Mas o rosário de preconceitos não se resume ao clã Bolsonaro. Sílvio Mendes, candidato do União Brasil ao governo do Piauí, assim se referiu a Kátya Dangeles, jornalista da TV Meio Norte, que o entrevistava: “Você é quase negra na pele, mas é uma pessoa inteligente”.
Ciro Gomes, candidato à presidência, também andou destilando preconceito. Em palestra a empresários da FIRJAN, enebriado ao ser bajulado por um ex-presidente da entidade (“o senhor nos deu uma aula”), respondeu: “Na verdade, foi um comício pra gente preparada. Imagine explicar isso na favela. É serviço pesado”.
Para além dos preconceitos mais cretinos, há um festival de hipocrisia. Em suas redes, Bolsonaro retoma a ladainha da corrupção contra Lula e o PT, citando o apartamento do Guarujá e o sítio de Atibaia, no momento em que é revelado que sua famiglia negociou, desde 1990, 107 imóveis, sendo metade em dinheiro vivo, incluídas as mansões dos filhos 01 e 04.
Já Felipe D’Ávila, o “riquinho”, com fortuna de R$ 24 milhões, candidato de um partido autodenominado “Novo”, faz a defesa do “velho” Estado Mínimo, modelo dominante no século XIX e início do século XX.
Por fim, Simone Tebet e Soraya Thronicke, duas representantes da oligarquia sul-matogrossense, no mesmo debate na Band, buscaram maquiar suas falas com um verniz social (e feminista), contrastante com suas carreiras políticas associadas às pautas conservadoras.
Simone tentou se mostrar como defensora dos direitos sociais, omitindo que, como proprietária rural, defendeu a suspensão da demarcação de terras indígenas em seu estado e, seu marido, deputado estadual, é atuante na CPI contra o Conselho Indigenista Missionário (CIMI). Ademais, ela votou pela reforma trabalhista, reforma previdenciária e a favor do golpe contra Dilma.
Soraya, uma autêntica “barbie”, se notabilizou no debate quando afirmou que “ninguém viu o ‘mundo maravilhoso’ que Lula disse ter sido seu governo, de 2003 a 2010”, ao que o ex-presidente respondeu que “você pode não ter visto, mas tua empregada viu, teu motorista viu, teu jardineiro viu”, deixando-a boquiaberta.
Ela apresenta como vice o economista Marcos Cintra, um aloprado que há trinta anos sugere extinguir todos os impostos, criando um único, com alíquota de 1,26% sobre movimentação financeira.
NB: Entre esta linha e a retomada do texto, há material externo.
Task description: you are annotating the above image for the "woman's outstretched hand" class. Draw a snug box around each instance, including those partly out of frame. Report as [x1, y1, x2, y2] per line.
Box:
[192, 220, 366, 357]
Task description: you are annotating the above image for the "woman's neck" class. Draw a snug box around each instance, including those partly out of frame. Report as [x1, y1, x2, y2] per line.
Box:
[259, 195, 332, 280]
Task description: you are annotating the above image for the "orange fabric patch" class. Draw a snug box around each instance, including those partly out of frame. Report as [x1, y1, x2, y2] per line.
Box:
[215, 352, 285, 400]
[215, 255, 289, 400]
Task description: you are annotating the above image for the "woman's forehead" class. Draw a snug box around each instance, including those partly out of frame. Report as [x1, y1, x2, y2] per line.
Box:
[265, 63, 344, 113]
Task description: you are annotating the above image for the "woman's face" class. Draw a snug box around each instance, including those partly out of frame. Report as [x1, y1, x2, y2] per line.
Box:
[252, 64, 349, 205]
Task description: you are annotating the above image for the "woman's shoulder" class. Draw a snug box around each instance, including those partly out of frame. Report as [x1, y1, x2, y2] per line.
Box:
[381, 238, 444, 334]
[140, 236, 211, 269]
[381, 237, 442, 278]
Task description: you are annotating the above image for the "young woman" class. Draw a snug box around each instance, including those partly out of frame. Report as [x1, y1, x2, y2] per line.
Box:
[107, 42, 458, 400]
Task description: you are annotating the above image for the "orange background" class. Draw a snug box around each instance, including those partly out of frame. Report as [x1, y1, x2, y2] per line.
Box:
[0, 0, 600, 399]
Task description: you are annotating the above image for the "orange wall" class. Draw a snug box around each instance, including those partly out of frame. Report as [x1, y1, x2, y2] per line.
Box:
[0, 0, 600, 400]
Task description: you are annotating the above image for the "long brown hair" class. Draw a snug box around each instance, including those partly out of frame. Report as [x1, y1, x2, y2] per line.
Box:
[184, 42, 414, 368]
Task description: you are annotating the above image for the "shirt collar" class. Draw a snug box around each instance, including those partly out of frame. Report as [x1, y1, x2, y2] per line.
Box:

Algo que só ele, e agora a “barbie do cerrado” acreditam.
Se na comemoração do centenário da “independência”, em 1922, tivemos a semana de Arte Moderna, pontuada por Oswald e Mário de Andrade, Villa Lobos, Anita Malfatti e Di Cavalcanti, este bicentenário ficará marcado por um processo eleitoral recheado de preconceitos e hipocrisias, estrelado por Bolsonaro, Soraya e Cia.
Que seja um momento de ruptura, marcando o início de um século de esperança para nosso povo!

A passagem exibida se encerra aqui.